She is not terrible or anything like that but just more of a spoiled brat. I have read a lot about guilty dads and I think that is what DH is. He was never married to BM. Funny thing… BM was his first and they were only together that one time. (I guess he learned his lesson) I think he just feels bad for her that she is not a priority in her mothers life. I think that it is awful that her mother chose drugs over her daughter but I don’t think that is an excuse to act like a brat all the time.
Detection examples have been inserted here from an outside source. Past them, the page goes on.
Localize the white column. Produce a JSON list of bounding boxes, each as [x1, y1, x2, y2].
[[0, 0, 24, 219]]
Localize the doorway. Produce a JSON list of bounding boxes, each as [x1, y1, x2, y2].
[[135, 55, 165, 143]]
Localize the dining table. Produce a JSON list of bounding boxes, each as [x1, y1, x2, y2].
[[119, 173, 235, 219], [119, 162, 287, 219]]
I guess I just needed a vent. Thanks

Comments

Pantera's picture

Welcome!!!

I will tell you that your SD's behavior just may well have to do with you being a stepparent. She may be acting out because she doesn't get to see Dad that much. I was in the same position as you. She isn't your child, Dad should be staying home more often if he can. I recently asked DH why he got full custody if he was just going to work all of the time and let me take SS. He didn't have an answer. You are his wife, not a replacement for BM.

peaceofmind's picture

Thank you for the responses. Vick- DH does allow me to parent and I am aloud to inforce rules. Or else he would be home a lot more doing it Smile
I have talked to SD and asked her if she felt I was trying to replace BM and wanted me to step back. She does not want that at all. She never throws the "your not my mom" card at me...yet. I think it is just her age. She is pushing her limits. I do think that DH needs to step it up. He still see's a 5 year old when he looks at her and not a 12 year old. I am just so fursterated. But maybe for my own sainity I do need to take a step back.

oilandwater's picture

It sounds like you are doing a fine job as SM. It is definately the age! I have a BD12 and she is a good kid does chores, behaves for the most part, listens to me, wants to be around me and loves me to death, but......... she is so hard to deal with right now! I had to kick her out of my room tonight for just being a total butthead. She wasn't being nasty just pushing my limits, and she know where they are. Maybe you SD is just behaving the way she would with her own Mom if she were in the picture more.